I imagine it must have been quite entertaining reading about the sexual bewilderment of these two hopelessly out-of-touch characters when the book was written, in the same way that National Lampoon magazine loved to make an exaggerated to-do out of such experiences as first-time marijuana use. But staging these scenes now can only serve one purpose, and that is to act as campy nostalgia. The play is as oddly unsexy (despite its handsome cast and occasional flashes of nudity) as those semi-shredded, 30-year-old paperbacks that adult bookstores sell for 50 cents, with titles like Top Notch Nymph (by Dana Firstenbed!), which offer a sort of comical sexual adventurousness that was quickly made obsolete by hardcore porn's grim literalness.

I suspect that director Townsend has a more serious purpose than mere camp, though; at Balls I overheard him commenting that this was the sort of play that people in the suburbs needed to see. I don't know what he expects suburbanites to learn from The Crowded Bed. After all, in the 30 years since Kahm published his novel, the suburbs have seen their share of bisexual orgies, wife-swapping key parties, and naked games of Twister. Townsend's sense of mission, however misconceived it might be, certainly doesn't hurt the play.

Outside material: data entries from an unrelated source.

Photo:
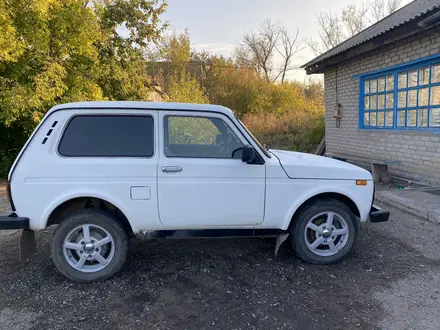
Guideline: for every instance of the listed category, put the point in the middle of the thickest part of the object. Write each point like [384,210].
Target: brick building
[385,81]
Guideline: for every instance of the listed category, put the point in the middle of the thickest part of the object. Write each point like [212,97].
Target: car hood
[298,165]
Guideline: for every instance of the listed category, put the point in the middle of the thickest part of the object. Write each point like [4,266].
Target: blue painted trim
[395,71]
[399,66]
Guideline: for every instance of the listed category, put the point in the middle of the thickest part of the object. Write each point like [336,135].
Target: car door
[202,181]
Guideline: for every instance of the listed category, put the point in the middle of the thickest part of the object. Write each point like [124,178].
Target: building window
[402,99]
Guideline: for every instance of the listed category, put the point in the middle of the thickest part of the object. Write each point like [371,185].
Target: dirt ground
[392,281]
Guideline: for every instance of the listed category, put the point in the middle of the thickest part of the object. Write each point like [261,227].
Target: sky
[218,25]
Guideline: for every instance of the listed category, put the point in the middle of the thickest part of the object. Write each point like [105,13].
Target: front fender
[72,194]
[360,195]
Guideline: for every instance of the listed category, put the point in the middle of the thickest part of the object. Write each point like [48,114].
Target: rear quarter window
[108,136]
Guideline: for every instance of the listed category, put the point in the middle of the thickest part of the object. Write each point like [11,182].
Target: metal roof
[402,16]
[141,105]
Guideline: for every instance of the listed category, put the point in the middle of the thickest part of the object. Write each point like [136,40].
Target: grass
[291,131]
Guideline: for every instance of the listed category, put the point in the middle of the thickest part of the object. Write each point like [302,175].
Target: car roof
[139,105]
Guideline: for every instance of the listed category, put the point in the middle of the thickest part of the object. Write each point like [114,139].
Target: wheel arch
[325,195]
[71,203]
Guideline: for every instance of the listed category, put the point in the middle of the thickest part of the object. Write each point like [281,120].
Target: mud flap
[28,244]
[280,240]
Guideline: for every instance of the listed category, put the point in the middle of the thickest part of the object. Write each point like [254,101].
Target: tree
[54,51]
[181,84]
[260,47]
[334,28]
[289,47]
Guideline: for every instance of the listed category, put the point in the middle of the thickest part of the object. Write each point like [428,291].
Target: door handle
[171,169]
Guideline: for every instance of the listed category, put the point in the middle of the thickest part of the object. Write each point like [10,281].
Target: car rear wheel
[89,246]
[324,232]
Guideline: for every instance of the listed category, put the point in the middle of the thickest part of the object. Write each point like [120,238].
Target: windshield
[254,139]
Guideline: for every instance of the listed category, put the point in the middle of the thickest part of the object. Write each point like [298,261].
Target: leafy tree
[56,51]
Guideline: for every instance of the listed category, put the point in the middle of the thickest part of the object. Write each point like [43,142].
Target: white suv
[103,171]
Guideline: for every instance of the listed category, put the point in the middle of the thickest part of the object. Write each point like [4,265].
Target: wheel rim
[88,248]
[326,234]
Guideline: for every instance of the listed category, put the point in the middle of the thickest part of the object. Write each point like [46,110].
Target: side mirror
[248,154]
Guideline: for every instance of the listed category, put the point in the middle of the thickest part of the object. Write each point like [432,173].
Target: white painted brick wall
[418,151]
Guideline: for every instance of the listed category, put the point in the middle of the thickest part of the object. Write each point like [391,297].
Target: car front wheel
[324,232]
[89,246]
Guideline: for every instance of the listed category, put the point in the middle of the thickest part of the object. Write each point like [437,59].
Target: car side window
[108,136]
[200,137]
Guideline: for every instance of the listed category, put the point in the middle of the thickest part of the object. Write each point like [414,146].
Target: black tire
[100,218]
[300,221]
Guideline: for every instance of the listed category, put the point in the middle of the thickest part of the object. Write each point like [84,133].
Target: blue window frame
[406,97]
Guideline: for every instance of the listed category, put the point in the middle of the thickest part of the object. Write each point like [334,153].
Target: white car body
[206,194]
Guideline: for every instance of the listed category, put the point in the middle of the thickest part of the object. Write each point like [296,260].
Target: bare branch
[289,47]
[261,45]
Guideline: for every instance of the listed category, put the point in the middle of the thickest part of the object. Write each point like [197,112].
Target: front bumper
[13,221]
[378,215]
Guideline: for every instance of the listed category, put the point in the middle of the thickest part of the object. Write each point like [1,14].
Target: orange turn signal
[361,182]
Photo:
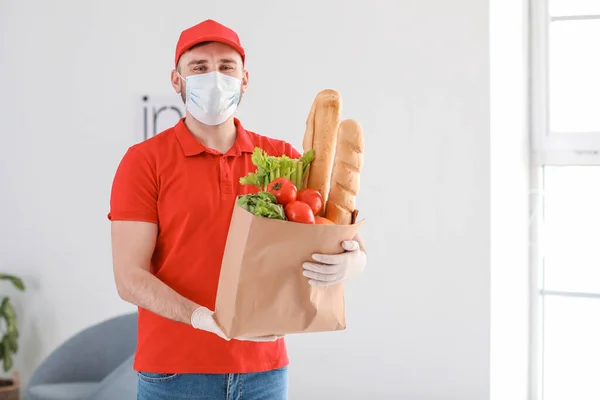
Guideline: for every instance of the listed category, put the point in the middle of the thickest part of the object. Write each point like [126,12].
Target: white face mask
[212,98]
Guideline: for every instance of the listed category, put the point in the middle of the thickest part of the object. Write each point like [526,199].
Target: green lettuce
[269,168]
[262,204]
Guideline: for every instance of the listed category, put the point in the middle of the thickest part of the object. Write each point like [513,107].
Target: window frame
[553,148]
[546,149]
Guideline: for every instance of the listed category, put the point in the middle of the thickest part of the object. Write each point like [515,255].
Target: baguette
[321,135]
[345,179]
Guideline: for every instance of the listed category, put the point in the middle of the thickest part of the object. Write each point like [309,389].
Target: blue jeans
[270,385]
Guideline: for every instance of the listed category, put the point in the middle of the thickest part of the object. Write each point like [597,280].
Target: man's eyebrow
[197,62]
[203,61]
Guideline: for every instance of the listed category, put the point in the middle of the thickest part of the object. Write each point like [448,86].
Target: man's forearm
[144,290]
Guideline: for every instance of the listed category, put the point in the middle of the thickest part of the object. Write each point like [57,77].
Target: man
[171,204]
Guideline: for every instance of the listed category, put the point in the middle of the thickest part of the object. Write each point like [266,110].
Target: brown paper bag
[261,287]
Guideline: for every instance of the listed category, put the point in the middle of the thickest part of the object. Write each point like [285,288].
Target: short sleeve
[134,193]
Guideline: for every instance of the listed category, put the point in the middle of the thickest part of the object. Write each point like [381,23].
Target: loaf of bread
[321,135]
[345,178]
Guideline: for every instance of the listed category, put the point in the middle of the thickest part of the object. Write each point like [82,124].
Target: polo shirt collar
[192,146]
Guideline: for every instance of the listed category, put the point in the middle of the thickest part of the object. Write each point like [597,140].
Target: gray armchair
[95,364]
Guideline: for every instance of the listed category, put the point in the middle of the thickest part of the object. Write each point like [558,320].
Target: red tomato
[283,189]
[297,211]
[311,197]
[323,221]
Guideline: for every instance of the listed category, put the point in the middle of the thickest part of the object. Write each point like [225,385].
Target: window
[565,112]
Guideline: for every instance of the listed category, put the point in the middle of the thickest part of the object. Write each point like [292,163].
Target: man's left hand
[331,269]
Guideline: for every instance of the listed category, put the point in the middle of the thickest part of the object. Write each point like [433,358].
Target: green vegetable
[262,204]
[269,168]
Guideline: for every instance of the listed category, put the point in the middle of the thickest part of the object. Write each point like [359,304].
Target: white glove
[332,269]
[203,319]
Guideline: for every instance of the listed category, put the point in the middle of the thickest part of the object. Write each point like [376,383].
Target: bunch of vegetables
[282,194]
[270,168]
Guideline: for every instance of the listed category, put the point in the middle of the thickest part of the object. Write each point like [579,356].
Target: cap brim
[205,39]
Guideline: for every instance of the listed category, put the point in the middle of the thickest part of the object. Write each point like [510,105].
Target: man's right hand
[203,318]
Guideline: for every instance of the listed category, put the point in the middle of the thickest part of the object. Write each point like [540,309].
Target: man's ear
[176,81]
[245,82]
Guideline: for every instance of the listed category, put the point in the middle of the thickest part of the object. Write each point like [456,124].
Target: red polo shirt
[189,191]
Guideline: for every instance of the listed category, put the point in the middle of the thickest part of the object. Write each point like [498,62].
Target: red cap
[208,31]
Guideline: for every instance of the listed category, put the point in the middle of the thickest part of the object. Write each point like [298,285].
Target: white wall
[415,74]
[510,194]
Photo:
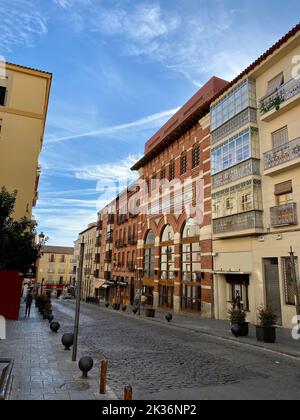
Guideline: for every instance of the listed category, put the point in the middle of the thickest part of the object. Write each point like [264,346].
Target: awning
[105,286]
[98,283]
[242,273]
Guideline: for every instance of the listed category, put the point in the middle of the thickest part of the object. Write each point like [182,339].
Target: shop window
[289,285]
[196,156]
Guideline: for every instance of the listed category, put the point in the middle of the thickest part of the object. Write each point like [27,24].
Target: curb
[287,354]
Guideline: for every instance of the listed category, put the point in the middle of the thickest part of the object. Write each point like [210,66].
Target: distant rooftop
[58,250]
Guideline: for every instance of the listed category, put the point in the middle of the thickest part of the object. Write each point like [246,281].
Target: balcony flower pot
[239,326]
[266,334]
[266,330]
[150,313]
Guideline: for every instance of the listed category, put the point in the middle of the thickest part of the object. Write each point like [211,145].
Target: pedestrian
[143,300]
[28,301]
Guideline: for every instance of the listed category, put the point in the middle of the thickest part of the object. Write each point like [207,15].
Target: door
[272,287]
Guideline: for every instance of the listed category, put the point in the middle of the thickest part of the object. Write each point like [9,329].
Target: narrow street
[161,361]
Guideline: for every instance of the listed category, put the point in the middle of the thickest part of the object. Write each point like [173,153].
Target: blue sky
[120,70]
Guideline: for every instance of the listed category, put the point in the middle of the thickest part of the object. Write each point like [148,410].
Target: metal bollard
[104,366]
[128,393]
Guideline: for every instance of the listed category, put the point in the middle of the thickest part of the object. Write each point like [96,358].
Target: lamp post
[78,300]
[295,281]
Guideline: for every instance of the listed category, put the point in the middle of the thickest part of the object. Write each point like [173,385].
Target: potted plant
[239,326]
[266,330]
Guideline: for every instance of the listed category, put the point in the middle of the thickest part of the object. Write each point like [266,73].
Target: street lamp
[295,281]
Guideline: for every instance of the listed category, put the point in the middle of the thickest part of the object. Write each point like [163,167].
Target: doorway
[272,287]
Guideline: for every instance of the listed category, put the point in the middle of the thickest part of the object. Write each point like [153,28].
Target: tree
[18,249]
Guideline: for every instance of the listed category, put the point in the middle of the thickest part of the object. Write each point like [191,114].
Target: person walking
[28,301]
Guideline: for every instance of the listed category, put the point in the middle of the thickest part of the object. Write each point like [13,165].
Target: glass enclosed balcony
[285,215]
[282,155]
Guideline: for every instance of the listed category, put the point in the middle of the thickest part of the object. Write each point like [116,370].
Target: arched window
[191,267]
[167,265]
[191,252]
[149,255]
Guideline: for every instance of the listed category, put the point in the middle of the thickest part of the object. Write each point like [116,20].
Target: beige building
[256,184]
[55,269]
[24,96]
[90,273]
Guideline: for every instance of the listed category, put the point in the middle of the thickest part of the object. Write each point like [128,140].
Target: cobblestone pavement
[162,361]
[43,370]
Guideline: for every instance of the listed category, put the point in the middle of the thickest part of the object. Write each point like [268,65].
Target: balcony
[109,237]
[111,219]
[247,116]
[132,240]
[98,241]
[282,157]
[120,244]
[242,170]
[283,100]
[249,223]
[131,266]
[123,218]
[108,256]
[107,275]
[285,215]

After all, camp is always best when it takes itself seriously, and it is even better when it believes itself to be educational. And, when the play gives us two men who strip off their clothes, drink themselves into a delirium, and prepare to go to war with each other because a buxom gal in a macramé dress is insisting on her right to screw them both--well, we have to go back to Ed Wood's mock-serious, vaguely medical-sounding monologues over his execrable films to find camp this pure.

The world of theater is sometimes one of shocking coincidence--I mean, who could have expected that last week two Alfred Uhry plays about the varied experiences of the Jewish Southerner would play within a few blocks of each other in St. Paul? Even still, when Theatre in the Round's production of Shivaree opened with a young man dressed in the costume of a cloistered, eccentric millionaire (honey-colored linen three-piece suit with scarlet cravat) studying a girlie magazine while his illiterate redneck friend waxed lewd about the charms of the "vertical smile," I nearly fled the theater. Déjà vu of this magnitude is very much like having a panic attack.

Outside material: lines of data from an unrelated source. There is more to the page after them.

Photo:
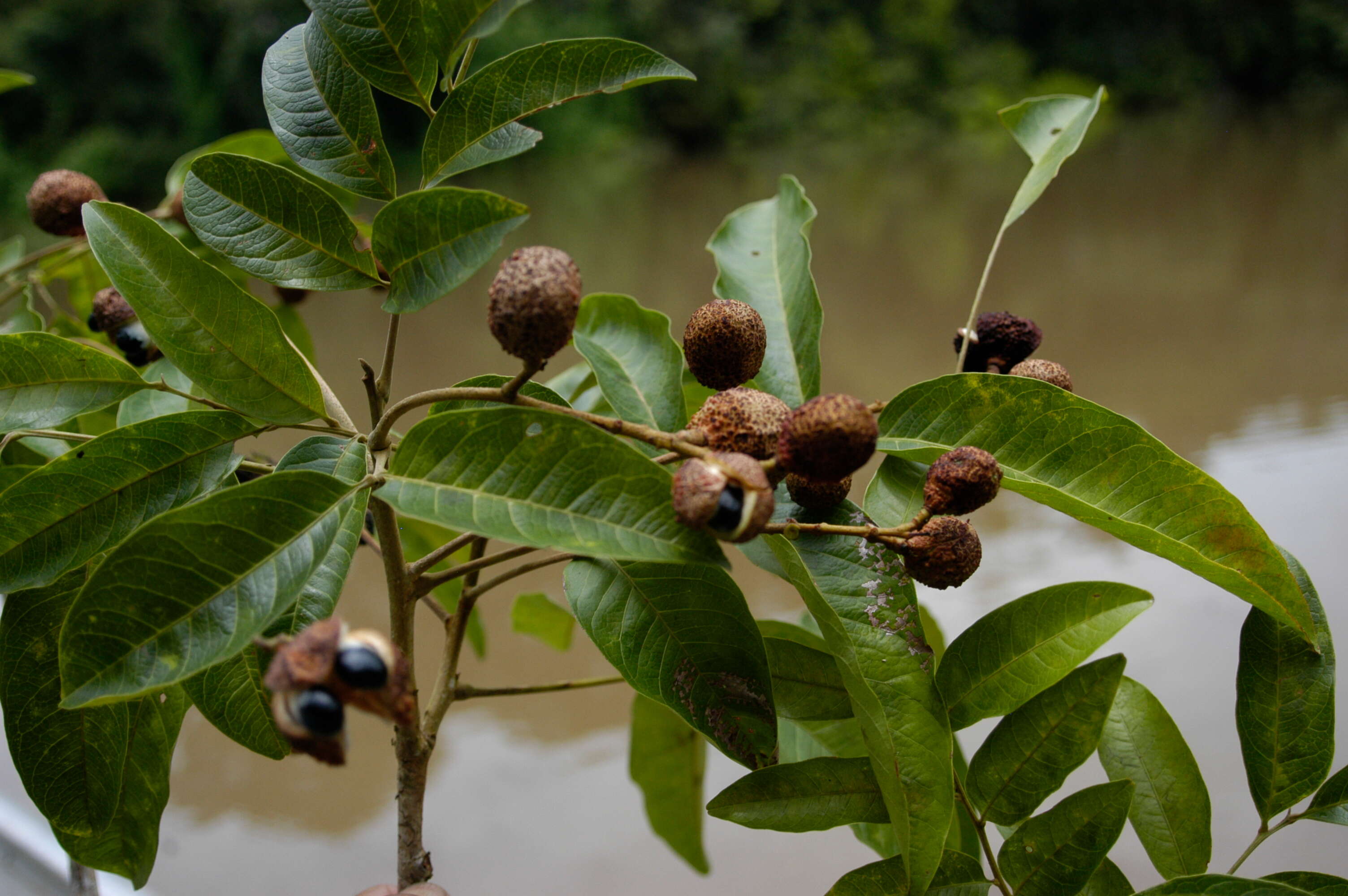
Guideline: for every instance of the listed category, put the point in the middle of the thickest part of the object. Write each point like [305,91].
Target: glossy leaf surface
[274,224]
[1171,809]
[533,80]
[92,498]
[812,795]
[1020,649]
[683,635]
[1285,705]
[668,760]
[541,479]
[385,41]
[69,762]
[433,240]
[1103,470]
[223,339]
[1030,754]
[764,258]
[867,612]
[46,380]
[638,364]
[130,844]
[1059,852]
[194,585]
[324,114]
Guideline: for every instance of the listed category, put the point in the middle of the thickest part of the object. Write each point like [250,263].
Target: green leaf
[130,844]
[894,495]
[433,240]
[151,403]
[503,143]
[1222,886]
[255,145]
[683,635]
[1109,882]
[217,335]
[69,762]
[1312,883]
[10,80]
[1331,801]
[1049,130]
[807,684]
[1103,470]
[274,224]
[1030,754]
[1024,647]
[959,875]
[764,258]
[541,619]
[1285,705]
[45,380]
[638,366]
[668,760]
[1057,852]
[347,460]
[533,80]
[385,41]
[197,584]
[324,114]
[1171,809]
[812,795]
[868,616]
[541,479]
[497,380]
[232,698]
[92,498]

Fortunately, William Mastrosimone's play quickly abandons sexual libertinism and stakes out its own territory as a rather engaging work of illness theater (like Wit--you know the sort, in which beautiful people suffer beautifully, allowing the audience to draw important life lessons from their pain). In this instance, the disease is hemophilia. The millionaire in the honey-colored suit is not a millionaire at all; he is a boy whose blood won't coagulate properly, and he is played by Ryan W. Scott with freshly scrubbed earnestness. As is the convention of the genre, he falls in love, in this instance with a free-spirited belly dancer (an ebullient Nicola Barber). Further, this love brings about a magnificent change in his life. Just as in The Crowded Bed, this involves the stripping off of clothes and diving into the sack, but my panic had settled by this point, and I handled this coincidence with equanimity.